Kaltura, Captioning Tools

This article is an overview and walk through of captioning tools in Kaltura

Automatic Speech Recognition (ASR) captioning is available via Kaltura in Blackboard. 
Accessible and searchable media is very important to the University of Illinois. We strive to make all media captioned to enable discovery and to ensure that accessibility needs are met. Captioned video is useful for those with a hearing impairment and for users with certain learning disabilities. It can also be a useful tool to anyone who struggles to understand an accent, as reading text along with listening assists with comprehension.

 Before you start, keep in mind:

  1. There are two steps in this process, ordering captions and editing them.  After you order captions, they will be added automatically and will be available to anyone viewing your video, but they will not be entirely accurate and you will need to plan on correcting them.
  2. You will not be able to trim or edit you video after adding captions, so you'll need to do this beforehand.  
  3. It would be a good idea to practice this process the first time with a short private video

Media creators are responsible for captioning their content.  Content that is not captioned may be removed from public view. If you have a student or colleague with special needs that will view the content, you must make that content accessible to them. 

 Benefits (Why should I create captions?)

Accessible content has many benefits to you the media owner and to viewers in general. Beyond following the law, it means being a good neighbor.  Accessible content:

  • Is necessary for the hearing impaired to understand what is happening in an audio or video file.  Federal (section 508) and Illinois State Law (IITAA) as well as campus regulations require that multimedia and web content be accessible to all users.   
  • Is useful to those with learning difficulties. Many students find it easier to focus if written words accompany the media.
  • Can make it easier to understand someone with an accent.
  • Enables non-native English speakers to better understand what is being said and follow along.
  • Helps certain learners process information more effectively.
  • Enables viewing of content in a loud space or if one lacks headphones.
  • Is easier to reuse in later semesters, saving instructors time.
  • Is more easily found. As a content creator you will have more views if your content is captioned because the content is searchable. Really, it's a great feature in Kaltura. 

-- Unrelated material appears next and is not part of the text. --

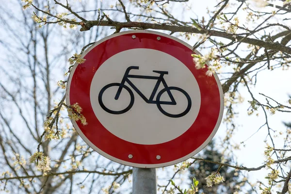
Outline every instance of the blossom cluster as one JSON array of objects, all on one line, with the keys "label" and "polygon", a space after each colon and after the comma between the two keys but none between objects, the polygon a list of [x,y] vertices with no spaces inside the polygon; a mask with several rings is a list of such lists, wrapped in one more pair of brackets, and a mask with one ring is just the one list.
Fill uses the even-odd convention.
[{"label": "blossom cluster", "polygon": [[86,121],[86,118],[81,114],[82,108],[78,103],[76,103],[70,106],[68,108],[68,112],[69,113],[69,117],[71,119],[73,119],[76,121],[81,121],[81,123],[83,125],[86,125],[88,123]]},{"label": "blossom cluster", "polygon": [[206,178],[206,184],[209,187],[212,187],[212,182],[216,185],[225,181],[224,178],[220,175],[219,173],[212,173]]},{"label": "blossom cluster", "polygon": [[22,6],[23,10],[25,10],[26,9],[30,8],[31,5],[32,4],[32,0],[22,0],[21,1],[25,3],[25,4]]},{"label": "blossom cluster", "polygon": [[221,65],[219,61],[217,50],[214,48],[211,48],[210,52],[205,56],[196,54],[193,54],[192,56],[193,57],[193,62],[195,64],[195,67],[197,69],[205,68],[207,63],[211,63],[211,65],[208,65],[208,70],[206,72],[206,75],[208,76],[211,76],[216,71],[221,68]]},{"label": "blossom cluster", "polygon": [[50,170],[50,159],[45,156],[42,152],[37,151],[29,159],[31,163],[35,162],[39,170],[47,171]]},{"label": "blossom cluster", "polygon": [[86,59],[84,59],[81,58],[81,55],[77,53],[74,54],[74,55],[69,59],[68,62],[70,63],[70,65],[73,65],[75,62],[78,63],[78,64],[82,64],[85,62]]}]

This entry does not seek to offer expertise in captioning. 

Captioning in Kaltura

Automatic Speech Recognition (ASR) captioning in produces a text file is then associates it with the media in Kaltura. Captions are time coded to specific points in a video or audio file. 

ASR is 70%-90% accurate, based on various factors. That may sound like a passing grade, but it isn't. Even a recording of a speaker with perfect diction and fidelity in the recording will need some editing.  Technical terms, acronyms, proper names, and both common and uncommon words may not appear as you expect them to. For example, early tests returned "Amino acids" as "I mean no acids."  Also, punctuation will not be added, aside from where ACR thinks a pause is long enough to merit a period.  You will need to review and edit captions for media you own. 

The process of using ASR for captioning has 2 components: Requesting the captions and Editing the captions.

The following assumes you have used Kaltura before.

[To the top.]

 Request captions

At this time only the owner of a media asset can request captions for video/audio entry. Because the captions must be edited and reviewed for accuracy, we want to ensure that media owners are aware that captioning was requested. 

To request captions

  1. Log in Blackboard and go to MyMedia or to the media entry directly. 
  2. Go to the video/audio file for which you wish to request captions and go to that video's entry page
  3. Under the video entry click on the Actions button and choose +Order Captions from the drop-down menu
       Order Captions
  4. Then click the Order Captions button  Order Captions
  5. After a few seconds a note will appear telling you the caption request was sent. Captions requested
At this point the media file is automatically sent to an external provider that will process the audio and identify speech. In 5-30 minutes the caption file will be returned and added to your media asset automatically.  Shorter duration files will come back sooner, actual processing times will vary based on server load.
You will not receive notification that the captioning is complete, you will need to check the file yourself. 

Once the captions are available, you will see a CC button in the Menu Bar
Closed Captioning Button Location on Video Player

 Edit the Captions

Once the ASR captions are returned, they must be reviewed and edited.  

(Editing the captions can be done locally by downloading the .srt file and using a desktop editor if you are an advanced user. For the majority of Illinois medias owners, you will want to use the editor in Kaltura.) 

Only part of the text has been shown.